Rosneftegaz
Holding à l’ombre des caméras, Rosneftegaz concentre l’État russe dans les majors hydrocarbures.
À propos de Rosneftegaz
1. Modèle économique
Rosneftegaz est une coquille juridique 100 % étatique (fiche de synthèse) dont la fonction est de porter des participations stratégiques : participation majoritaire dans Rosneft, environ 11 % de Gazprom et 26,36 % d’Inter RAO selon la même nomenclature. La valeur économique véritable se lit chez Rosneft : en 2025, le groupe affiche 8 236 Md RUB de chiffre d’affaires consolidé (−18,8 %), un EBITDA de 2 173 Md RUB (−28,3 %) et un résultat net attribuable aux actionnaires de 293 Md RUB (−73,0 % face aux 1 084 Md RUB de 2024) — chiffres issus du communiqué sur les résultats IFRS 2025, commentés en presse anglophone avec l’accent sur les coûts (Reuters — attention : l’URL Reuters fournie par votre brief conten une coquille « oil-rices » ; la variante correcte est celle-ci). Les capex sont restés massifs — 1 360 Md RUB en 2025 après un pic à 1 442 Md RUB en 2024 (socle rapport annuel 2024 et table IFRS 2025). Côté actionnariat Rosneft détaillé, la structure publiée au 1ᵉʳ juillet 2021 faisait état de 40,40 % pour Rosneftegaz dans le capital ordinaire (page Investisseurs) ; les années suivantes ont bouleversé le tableau des autres gros actionnaires sous sanctions — nous n’avons pas trouvé, dans les extraits consultés, une table 2025 aussi détaillée. Les effectifs consolidés de Rosneft sur l’exercice 2025 ne sont pas repris dans le communiqué IFRS extrait ici ; en revanche la holding, elle, est structurellement légère (ordre de grandeur : quelques postes de direction, à distinguer des centaines de milliers d’emplois indirects de la filière).
2. Impact réel
Le bilan carbone de cette architecture, ce sont des 246,6 Mtep de production hydrocarbure en 2025, 181,1 Mt de liquides et 79,6 Gm³ de gaz, avec 11,5 Gtep de réserves 2P PRMS et un ratio de renouvellement >120 % — le tout dans le même communiqué IFRS. Traduction climat : trajectoire fossile verrouillée sur plusieurs décennies de production comptable, même lorsque la communication met en avant plantations d’arbres, réduction de terrains pollués ou objectif affiché de neutralité carbone scope 1 et 2 à l’horizon 2050 dans la stratégie « Rosneft-2030 » évoquée dans ce document. Pour un lecteur français, le contraste tient au cap UE : le Parlement a récemment cadré un objectif −90 % d’émissions nettes à l’horizon 2040 (dépêche Parlement européen), en prise avec la baisse structurelle de la demande de combustibles fossiles que résument les politiques nationales de transition — domaine où l’ADEME porte la litteratie bas-carbone côté public, sans analyser Rosneftegaz elle-même.
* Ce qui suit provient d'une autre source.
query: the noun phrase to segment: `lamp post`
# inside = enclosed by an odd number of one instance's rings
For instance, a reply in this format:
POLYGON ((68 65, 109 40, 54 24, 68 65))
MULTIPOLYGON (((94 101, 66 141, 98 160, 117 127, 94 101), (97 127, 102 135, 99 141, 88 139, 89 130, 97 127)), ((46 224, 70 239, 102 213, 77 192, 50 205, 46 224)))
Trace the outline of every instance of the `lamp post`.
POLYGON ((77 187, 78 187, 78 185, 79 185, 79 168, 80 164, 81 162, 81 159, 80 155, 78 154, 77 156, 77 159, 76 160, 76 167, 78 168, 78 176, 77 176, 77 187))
3. Innovations / partenariats
La « tech » ici est d’abord géopolitique et industrielle : le PDG cite une « tempête parfaite » — prix, quotas OPEC+, contraintes Transneft, rouble fort, taux moyens >19 % en 2025 — dans le communiqué IFRS. Opérationnellement, Rosneft met en avant forages record (>11,8 Mm de mètres, milliers de puits dont majorité horizontaux), séisme et catalyseurs propriétaires pour le raffinage. Partenariats au sens marché : la holding reste un nœud étatique entre géants ; la littérature française sur la gouvernance Gazprom/Rosneft décrit depuis longtemps l’emprise politique sur des cash-flows géants (note IFRI), tandis que Connaissance des Énergies rappelle comment le complexe pétrogazier russe sert de levier budgétaire — avant comme après l’ rupture avec les marchés européens.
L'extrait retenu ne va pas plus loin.